Las angritas son un grupo raro y distintivo de meteoritos acondritas, formados a partir de procesos ígneos en un antiguo cuerpo parental diferenciado al principio de la historia del sistema solar. Se encuentran entre las rocas volcánicas más antiguas conocidas, con edades de formación que se remontan a más de 4.500 millones de años. Estos meteoritos cristalizaron a partir de material fundido, lo que indica que su cuerpo parental experimentó un calentamiento y una actividad volcánica extensos poco después de su formación. Su química y mineralogía únicas las distinguen de todos los demás grupos de meteoritos, lo que las hace muy significativas en la ciencia planetaria.

 

Las angritas son típicamente rocas densas, de grano fino a medio, compuestas de inusuales conjuntos de minerales, incluidos piroxenos ricos en calcio y raros minerales de fosfato. A menudo muestran un aspecto oscuro, a veces similar al basalto, aunque algunos especímenes muestran tonos grises más claros dependiendo de la composición y la textura. Su estructura refleja un enfriamiento rápido de la lava fundida, preservando una instantánea de la formación temprana de la corteza planetaria.

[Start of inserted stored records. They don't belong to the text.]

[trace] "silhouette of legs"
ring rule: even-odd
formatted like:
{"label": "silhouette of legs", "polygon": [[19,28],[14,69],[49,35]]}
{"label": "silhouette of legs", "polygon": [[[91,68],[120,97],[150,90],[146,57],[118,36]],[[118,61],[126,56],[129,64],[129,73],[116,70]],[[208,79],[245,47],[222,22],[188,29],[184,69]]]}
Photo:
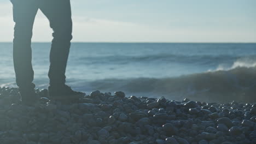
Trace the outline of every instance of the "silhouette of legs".
{"label": "silhouette of legs", "polygon": [[50,53],[48,76],[50,85],[64,86],[65,71],[72,39],[72,21],[69,0],[39,1],[39,9],[50,21],[54,37]]}
{"label": "silhouette of legs", "polygon": [[34,1],[12,0],[15,22],[13,39],[13,61],[17,85],[21,91],[31,91],[34,71],[31,64],[31,37],[38,7]]}
{"label": "silhouette of legs", "polygon": [[51,85],[63,85],[72,21],[69,0],[11,0],[15,22],[13,58],[17,85],[20,89],[34,88],[31,60],[31,38],[36,15],[40,9],[50,21],[54,39],[50,53],[48,76]]}

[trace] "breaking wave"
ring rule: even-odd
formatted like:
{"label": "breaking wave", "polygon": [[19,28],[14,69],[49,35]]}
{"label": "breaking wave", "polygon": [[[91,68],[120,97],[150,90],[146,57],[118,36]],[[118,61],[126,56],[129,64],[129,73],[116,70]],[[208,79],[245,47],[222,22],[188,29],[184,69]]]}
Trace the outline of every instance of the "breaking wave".
{"label": "breaking wave", "polygon": [[229,70],[219,70],[177,77],[99,80],[81,85],[86,86],[88,90],[123,91],[127,96],[252,103],[256,102],[256,67],[237,67]]}

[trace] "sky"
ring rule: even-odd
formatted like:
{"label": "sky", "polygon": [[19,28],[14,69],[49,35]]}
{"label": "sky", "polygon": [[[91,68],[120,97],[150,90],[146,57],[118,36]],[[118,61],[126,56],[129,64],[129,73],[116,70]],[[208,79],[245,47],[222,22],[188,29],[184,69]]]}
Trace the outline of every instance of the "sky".
{"label": "sky", "polygon": [[[255,0],[71,2],[73,42],[256,43]],[[0,0],[0,41],[11,41],[9,0]],[[33,32],[32,41],[52,39],[40,11]]]}

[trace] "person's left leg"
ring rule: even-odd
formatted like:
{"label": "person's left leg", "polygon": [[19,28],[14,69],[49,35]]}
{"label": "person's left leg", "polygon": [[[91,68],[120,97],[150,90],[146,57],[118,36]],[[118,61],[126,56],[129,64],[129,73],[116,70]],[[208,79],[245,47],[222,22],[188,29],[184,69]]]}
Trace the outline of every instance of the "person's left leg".
{"label": "person's left leg", "polygon": [[73,98],[74,97],[70,96],[83,93],[73,91],[65,85],[66,68],[69,52],[70,41],[72,39],[70,0],[41,1],[39,9],[49,19],[50,27],[54,31],[48,73],[50,96]]}

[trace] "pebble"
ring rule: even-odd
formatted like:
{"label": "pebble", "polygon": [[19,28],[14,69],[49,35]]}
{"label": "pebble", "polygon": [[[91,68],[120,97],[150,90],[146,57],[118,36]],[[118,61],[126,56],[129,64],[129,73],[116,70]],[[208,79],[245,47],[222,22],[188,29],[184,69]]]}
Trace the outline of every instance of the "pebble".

A diferencia de muchas otras acondritas, las angritas tienen una firma geoquímica muy distinta que permite identificarlas claramente a pesar de su rareza.

 

El estudio de las angritas proporciona información valiosa sobre las primeras etapas de la diferenciación planetaria y la actividad volcánica en el sistema solar. Sus edades precisas ayudan a los científicos a comprender el momento de la fusión y la formación de la corteza en pequeños cuerpos planetarios. Para los coleccionistas, las angritas son muy codiciadas debido a su rareza, edad e importancia científica. Cada espécimen representa un fragmento de una de las superficies volcánicas más tempranas formadas en el sistema solar, ofreciendo una conexión directa con sus procesos geológicos más antiguos.